Can the Australian dairy industry be saved?
Deputy Prime Minster Barnaby Joyce has this week announced a $550 million support package for Australian dairy farmers in hopes of saving their farms after a sudden crash in milk returns to farmers in the past month.
The package includes $555 million in concessional loans for farmers and $2 million to establish a commodity milk price index.
Despite the announcement, dairy farmer street rallies went ahead in Melbourne, Brisbane and Adelaide this week.
The Farmer Power group says that the concessional loans are not what farmers require as they already cannot repay existing loans.
Murray Goulburn, owner of Devondale, had previously said it would no longer pay farmers the previously anticipated AUD $5.60 per kilogram of milk solids for the season and revised its price to AUD $4.75.
Fonterra soon followed with an announcement that it would be lowering its price.
Although Murray Goulburn attributed its sudden price drop to unfavourable international markets amongst other reasons, some analysts attributed the price to poor management decision-making.

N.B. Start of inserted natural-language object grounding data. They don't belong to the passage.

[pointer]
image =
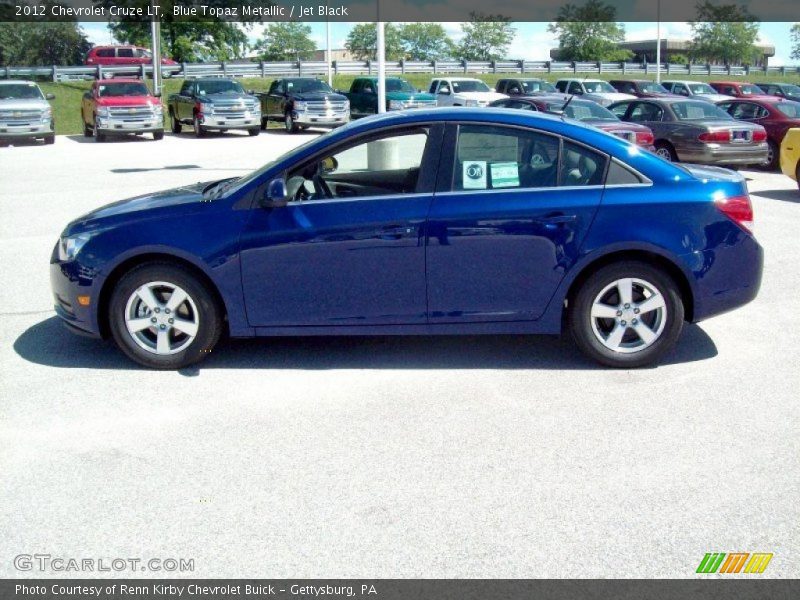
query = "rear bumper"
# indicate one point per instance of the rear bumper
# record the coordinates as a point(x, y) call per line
point(723, 154)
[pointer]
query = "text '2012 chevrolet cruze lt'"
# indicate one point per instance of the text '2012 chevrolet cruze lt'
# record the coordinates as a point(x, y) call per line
point(443, 221)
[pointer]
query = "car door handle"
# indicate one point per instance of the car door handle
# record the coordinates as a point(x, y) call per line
point(557, 219)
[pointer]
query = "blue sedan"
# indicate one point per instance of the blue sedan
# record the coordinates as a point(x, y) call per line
point(443, 221)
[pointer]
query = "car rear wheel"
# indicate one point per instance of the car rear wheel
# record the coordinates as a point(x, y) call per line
point(773, 156)
point(289, 124)
point(666, 151)
point(626, 315)
point(198, 128)
point(175, 123)
point(163, 317)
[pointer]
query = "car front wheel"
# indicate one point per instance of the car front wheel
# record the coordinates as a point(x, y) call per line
point(626, 315)
point(161, 316)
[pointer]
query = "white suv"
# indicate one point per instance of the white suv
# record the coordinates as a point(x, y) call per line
point(596, 90)
point(463, 91)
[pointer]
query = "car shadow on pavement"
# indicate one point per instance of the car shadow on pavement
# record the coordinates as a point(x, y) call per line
point(785, 195)
point(49, 343)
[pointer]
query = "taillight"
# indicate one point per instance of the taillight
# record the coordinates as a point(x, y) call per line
point(738, 209)
point(715, 136)
point(644, 138)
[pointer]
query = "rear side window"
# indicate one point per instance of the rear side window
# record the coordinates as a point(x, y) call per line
point(489, 157)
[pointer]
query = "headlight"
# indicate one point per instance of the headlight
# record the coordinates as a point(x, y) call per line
point(69, 247)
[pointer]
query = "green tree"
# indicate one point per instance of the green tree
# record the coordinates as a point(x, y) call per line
point(486, 37)
point(724, 34)
point(589, 32)
point(362, 42)
point(185, 39)
point(286, 41)
point(42, 43)
point(426, 41)
point(795, 33)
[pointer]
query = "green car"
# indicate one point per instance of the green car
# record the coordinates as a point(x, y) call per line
point(400, 94)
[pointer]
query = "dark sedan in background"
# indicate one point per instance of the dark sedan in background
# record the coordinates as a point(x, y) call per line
point(586, 111)
point(696, 131)
point(775, 115)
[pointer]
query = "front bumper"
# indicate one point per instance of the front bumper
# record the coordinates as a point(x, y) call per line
point(724, 154)
point(33, 129)
point(68, 281)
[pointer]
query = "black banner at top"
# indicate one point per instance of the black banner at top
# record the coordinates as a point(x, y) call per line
point(384, 10)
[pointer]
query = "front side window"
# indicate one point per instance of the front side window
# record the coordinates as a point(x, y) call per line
point(385, 166)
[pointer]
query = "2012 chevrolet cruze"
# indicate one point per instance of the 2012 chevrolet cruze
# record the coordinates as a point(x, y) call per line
point(443, 221)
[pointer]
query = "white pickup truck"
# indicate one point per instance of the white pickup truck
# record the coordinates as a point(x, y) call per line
point(463, 91)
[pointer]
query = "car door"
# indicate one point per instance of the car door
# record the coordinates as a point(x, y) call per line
point(349, 249)
point(511, 210)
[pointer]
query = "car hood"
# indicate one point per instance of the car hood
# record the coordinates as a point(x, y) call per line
point(155, 205)
point(319, 97)
point(24, 104)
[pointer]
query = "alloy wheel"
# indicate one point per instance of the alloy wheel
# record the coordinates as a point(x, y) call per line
point(628, 315)
point(161, 318)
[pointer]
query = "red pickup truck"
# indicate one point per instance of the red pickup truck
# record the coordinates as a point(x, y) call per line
point(121, 106)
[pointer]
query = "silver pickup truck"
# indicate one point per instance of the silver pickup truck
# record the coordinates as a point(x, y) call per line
point(25, 113)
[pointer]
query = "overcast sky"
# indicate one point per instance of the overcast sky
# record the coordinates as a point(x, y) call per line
point(532, 41)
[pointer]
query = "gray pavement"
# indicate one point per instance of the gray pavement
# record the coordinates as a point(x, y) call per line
point(385, 457)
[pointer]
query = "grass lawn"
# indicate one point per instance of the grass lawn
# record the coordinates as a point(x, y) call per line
point(67, 103)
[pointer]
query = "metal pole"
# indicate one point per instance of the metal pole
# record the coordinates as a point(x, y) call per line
point(658, 42)
point(381, 69)
point(155, 33)
point(328, 51)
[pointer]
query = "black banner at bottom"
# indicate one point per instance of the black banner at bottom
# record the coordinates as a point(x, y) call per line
point(398, 589)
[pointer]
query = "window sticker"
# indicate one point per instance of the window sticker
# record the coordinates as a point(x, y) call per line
point(505, 175)
point(474, 177)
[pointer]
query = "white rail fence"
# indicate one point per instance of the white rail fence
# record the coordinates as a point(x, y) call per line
point(316, 68)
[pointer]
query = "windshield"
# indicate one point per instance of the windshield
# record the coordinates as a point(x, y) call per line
point(654, 88)
point(790, 109)
point(583, 111)
point(534, 85)
point(219, 87)
point(749, 90)
point(304, 86)
point(111, 90)
point(598, 87)
point(701, 88)
point(469, 85)
point(19, 91)
point(399, 85)
point(697, 111)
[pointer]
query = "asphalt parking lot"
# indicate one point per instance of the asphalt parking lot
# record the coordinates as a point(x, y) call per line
point(384, 457)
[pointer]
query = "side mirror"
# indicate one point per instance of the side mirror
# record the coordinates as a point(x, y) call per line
point(277, 195)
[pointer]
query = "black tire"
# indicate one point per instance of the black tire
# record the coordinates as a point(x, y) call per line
point(666, 151)
point(773, 158)
point(289, 124)
point(175, 123)
point(582, 325)
point(209, 317)
point(198, 128)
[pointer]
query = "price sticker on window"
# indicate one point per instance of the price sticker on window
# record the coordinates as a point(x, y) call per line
point(474, 175)
point(505, 175)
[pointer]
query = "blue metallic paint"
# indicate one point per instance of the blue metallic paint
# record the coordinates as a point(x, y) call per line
point(359, 266)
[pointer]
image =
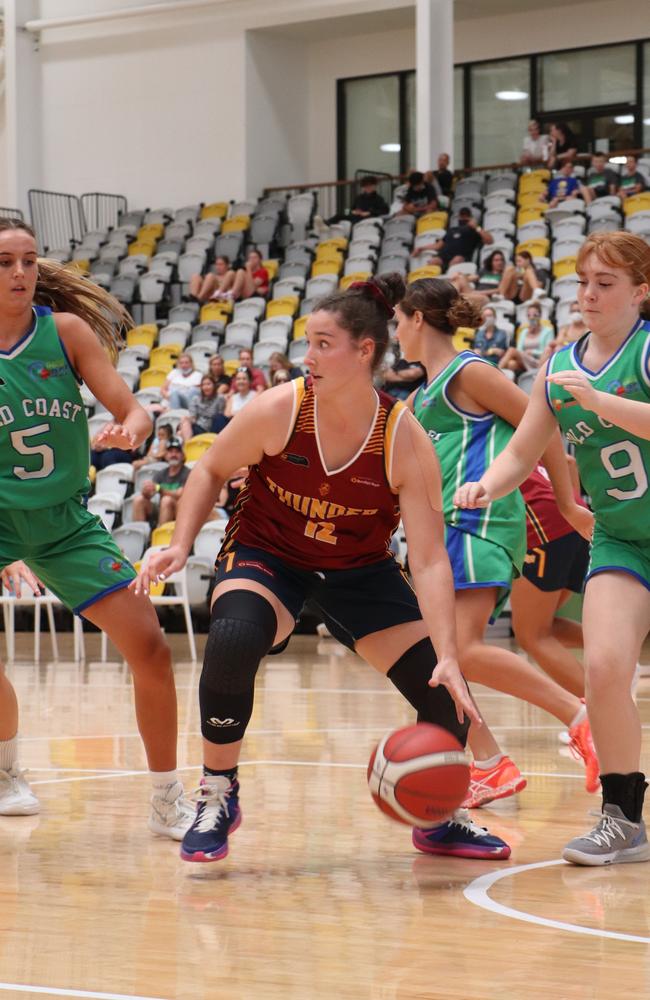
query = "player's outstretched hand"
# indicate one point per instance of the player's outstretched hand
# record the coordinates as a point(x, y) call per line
point(447, 672)
point(159, 566)
point(115, 435)
point(471, 495)
point(14, 574)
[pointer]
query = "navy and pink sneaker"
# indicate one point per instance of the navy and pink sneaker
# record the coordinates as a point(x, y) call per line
point(217, 815)
point(460, 837)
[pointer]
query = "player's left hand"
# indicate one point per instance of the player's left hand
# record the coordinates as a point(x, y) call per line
point(115, 435)
point(578, 386)
point(447, 672)
point(15, 573)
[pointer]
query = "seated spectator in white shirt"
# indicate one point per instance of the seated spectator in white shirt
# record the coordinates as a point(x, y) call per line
point(536, 147)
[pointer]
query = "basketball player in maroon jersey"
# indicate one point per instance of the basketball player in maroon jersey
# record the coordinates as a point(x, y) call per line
point(331, 462)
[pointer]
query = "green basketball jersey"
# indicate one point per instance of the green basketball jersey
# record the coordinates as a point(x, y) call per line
point(466, 444)
point(613, 463)
point(44, 449)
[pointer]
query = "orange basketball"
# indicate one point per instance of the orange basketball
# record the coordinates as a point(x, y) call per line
point(419, 774)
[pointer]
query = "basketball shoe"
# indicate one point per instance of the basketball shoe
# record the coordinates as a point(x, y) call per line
point(461, 838)
point(16, 797)
point(501, 781)
point(582, 748)
point(614, 840)
point(217, 815)
point(171, 813)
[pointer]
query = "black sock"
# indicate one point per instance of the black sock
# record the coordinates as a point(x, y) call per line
point(229, 773)
point(625, 791)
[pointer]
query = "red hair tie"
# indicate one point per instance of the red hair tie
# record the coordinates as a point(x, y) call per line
point(376, 293)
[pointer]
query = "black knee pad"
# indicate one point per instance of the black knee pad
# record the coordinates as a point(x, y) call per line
point(410, 675)
point(242, 629)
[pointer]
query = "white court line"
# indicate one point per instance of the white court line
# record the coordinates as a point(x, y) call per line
point(477, 893)
point(52, 991)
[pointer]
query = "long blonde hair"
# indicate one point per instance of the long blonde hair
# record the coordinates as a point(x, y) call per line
point(64, 289)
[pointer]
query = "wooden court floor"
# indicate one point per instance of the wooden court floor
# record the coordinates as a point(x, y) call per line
point(321, 895)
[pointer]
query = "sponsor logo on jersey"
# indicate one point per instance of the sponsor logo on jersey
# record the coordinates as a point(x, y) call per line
point(110, 565)
point(288, 456)
point(362, 481)
point(41, 371)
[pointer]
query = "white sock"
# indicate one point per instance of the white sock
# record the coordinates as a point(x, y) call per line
point(487, 765)
point(579, 717)
point(161, 780)
point(8, 753)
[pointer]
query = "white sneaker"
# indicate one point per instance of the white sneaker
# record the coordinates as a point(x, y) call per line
point(171, 814)
point(16, 797)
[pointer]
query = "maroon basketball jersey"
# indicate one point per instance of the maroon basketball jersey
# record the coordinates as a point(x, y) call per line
point(294, 508)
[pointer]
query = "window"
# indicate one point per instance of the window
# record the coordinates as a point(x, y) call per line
point(500, 109)
point(587, 78)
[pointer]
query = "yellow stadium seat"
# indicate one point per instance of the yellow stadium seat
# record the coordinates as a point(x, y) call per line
point(531, 214)
point(195, 447)
point(216, 311)
point(463, 338)
point(146, 334)
point(284, 306)
point(145, 247)
point(563, 267)
point(331, 266)
point(536, 248)
point(430, 271)
point(153, 378)
point(152, 231)
point(238, 224)
point(165, 357)
point(299, 327)
point(530, 199)
point(162, 535)
point(345, 282)
point(637, 203)
point(272, 265)
point(434, 220)
point(215, 210)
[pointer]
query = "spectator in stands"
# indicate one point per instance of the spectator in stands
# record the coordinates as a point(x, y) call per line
point(564, 185)
point(280, 362)
point(631, 181)
point(369, 204)
point(534, 338)
point(600, 181)
point(243, 393)
point(459, 243)
point(252, 279)
point(520, 280)
point(564, 145)
point(420, 197)
point(167, 484)
point(181, 384)
point(573, 330)
point(490, 342)
point(216, 284)
point(491, 274)
point(156, 450)
point(402, 377)
point(203, 409)
point(217, 369)
point(257, 375)
point(536, 147)
point(443, 175)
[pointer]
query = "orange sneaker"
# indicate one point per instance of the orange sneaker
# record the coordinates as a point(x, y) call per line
point(582, 748)
point(499, 782)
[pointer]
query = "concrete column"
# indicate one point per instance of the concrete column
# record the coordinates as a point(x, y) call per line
point(434, 27)
point(23, 125)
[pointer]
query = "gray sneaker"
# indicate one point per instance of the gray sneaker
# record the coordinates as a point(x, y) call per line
point(614, 840)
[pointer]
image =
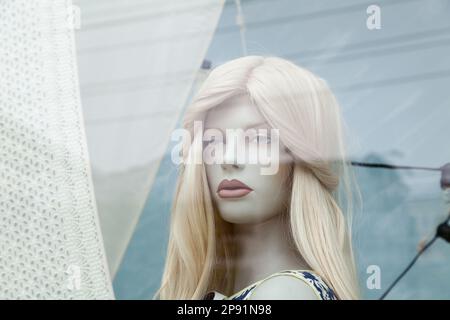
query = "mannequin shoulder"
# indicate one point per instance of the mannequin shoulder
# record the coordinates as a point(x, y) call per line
point(283, 287)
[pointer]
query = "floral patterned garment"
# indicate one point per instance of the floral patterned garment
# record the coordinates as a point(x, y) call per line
point(321, 289)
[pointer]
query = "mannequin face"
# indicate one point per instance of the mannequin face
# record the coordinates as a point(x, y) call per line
point(240, 191)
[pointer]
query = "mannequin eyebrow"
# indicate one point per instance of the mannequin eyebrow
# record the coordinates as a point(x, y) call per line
point(251, 126)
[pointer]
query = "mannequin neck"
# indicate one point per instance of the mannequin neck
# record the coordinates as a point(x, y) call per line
point(263, 249)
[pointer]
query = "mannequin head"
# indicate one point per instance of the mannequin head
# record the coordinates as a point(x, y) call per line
point(310, 185)
point(269, 193)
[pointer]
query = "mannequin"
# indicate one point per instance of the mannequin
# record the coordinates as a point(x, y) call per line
point(235, 230)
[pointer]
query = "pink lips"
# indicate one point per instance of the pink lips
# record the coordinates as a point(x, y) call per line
point(233, 189)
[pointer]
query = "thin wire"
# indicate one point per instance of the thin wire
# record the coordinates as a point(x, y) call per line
point(408, 267)
point(391, 166)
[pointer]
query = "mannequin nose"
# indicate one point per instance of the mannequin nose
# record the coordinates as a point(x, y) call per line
point(230, 160)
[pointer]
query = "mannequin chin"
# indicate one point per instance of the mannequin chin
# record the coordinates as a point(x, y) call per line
point(245, 195)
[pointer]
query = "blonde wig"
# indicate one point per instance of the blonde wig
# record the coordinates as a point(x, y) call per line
point(300, 104)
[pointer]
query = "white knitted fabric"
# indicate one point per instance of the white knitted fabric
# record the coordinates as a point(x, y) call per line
point(50, 241)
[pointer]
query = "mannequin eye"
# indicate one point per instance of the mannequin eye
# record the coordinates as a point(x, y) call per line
point(261, 139)
point(211, 141)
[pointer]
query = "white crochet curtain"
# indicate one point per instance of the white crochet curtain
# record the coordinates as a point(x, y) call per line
point(138, 60)
point(50, 241)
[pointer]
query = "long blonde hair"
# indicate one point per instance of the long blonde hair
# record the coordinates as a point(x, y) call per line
point(300, 104)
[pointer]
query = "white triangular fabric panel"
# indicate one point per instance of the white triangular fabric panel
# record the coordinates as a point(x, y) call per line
point(50, 241)
point(138, 60)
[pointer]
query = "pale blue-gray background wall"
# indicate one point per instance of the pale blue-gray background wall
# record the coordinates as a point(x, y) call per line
point(393, 85)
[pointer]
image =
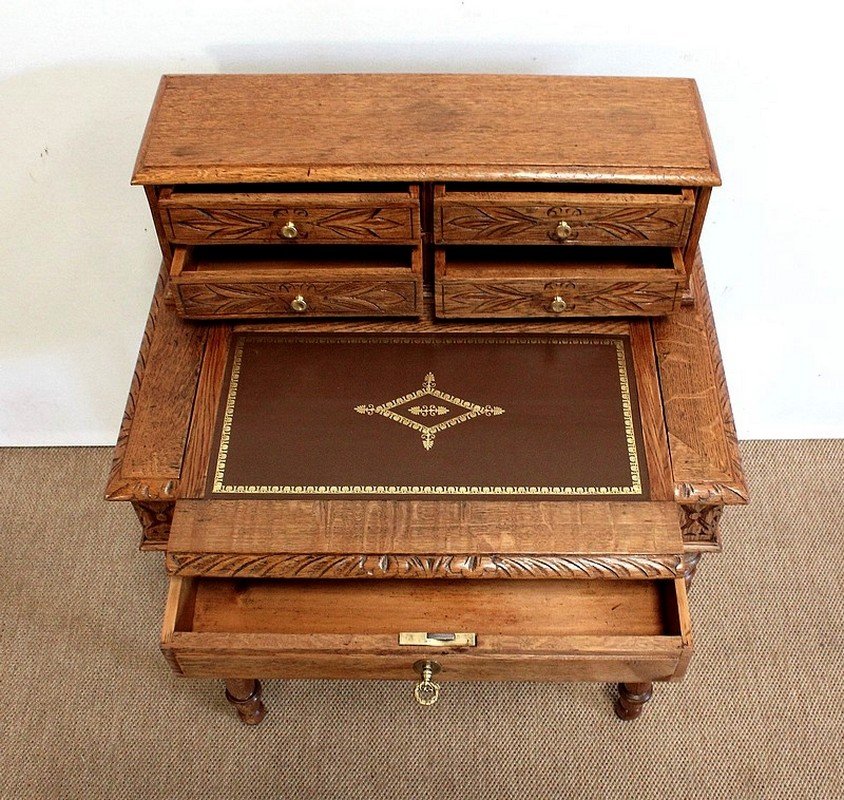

Fonterra also attributed its drop to low milk prices due to the oversupply coming out of Europe after the European Union ended its quota system in 2015.
The drop in prices lead to farmer anger with many now being forced to sell their milk for less than cost of production.
In February 2016, Murray Goulburn announced a net profit of only AUD $10 million for the six months ended 31 December 2015.
This was a 34.1 per cent drop on the previous 2014 corresponding period.
“The first half has seen the continuation of the decline in Chinese imports of commodity dairy ingredients and the ongoing Russian embargo on dairy imports,” said CEO Helou at the time.
“This has been compounded by increased European milk supply, resulting in a period of significant oversupply in global dairy commodity markets, driving commodity prices towards record lows,” Helou said.
Yet, at the same time, Fonterra managed its own net profit of NZ$409 million, a 123 per cent increase on the corresponding 2015 period.
“The balance between available dairy exports and imports has been unfavourable for 18 months following European production increasing more than expected and lower imports into China and Russia. This imbalance is likely to continue in the short term, with prices expected to lift later this calendar year,” said Fonterra Chief Executive Officer Theo Spierings at the time.
As concerns mount, major Australian supermarket Coles announced it would be creating a new private label milk with the profits going to farmers. However, this announcement provoked anger and scepticism with the price being offered to farmers 19 cent per litre less than what Coles was previously paying 12 months ago.
Victorian government critcised
Although the Victorian government also made an announcement this week of a smaller assistance package for Victorian dairy farmers, it attracted criticism for its pittance size and for its reliance on the dairy industry to contribute to the funding.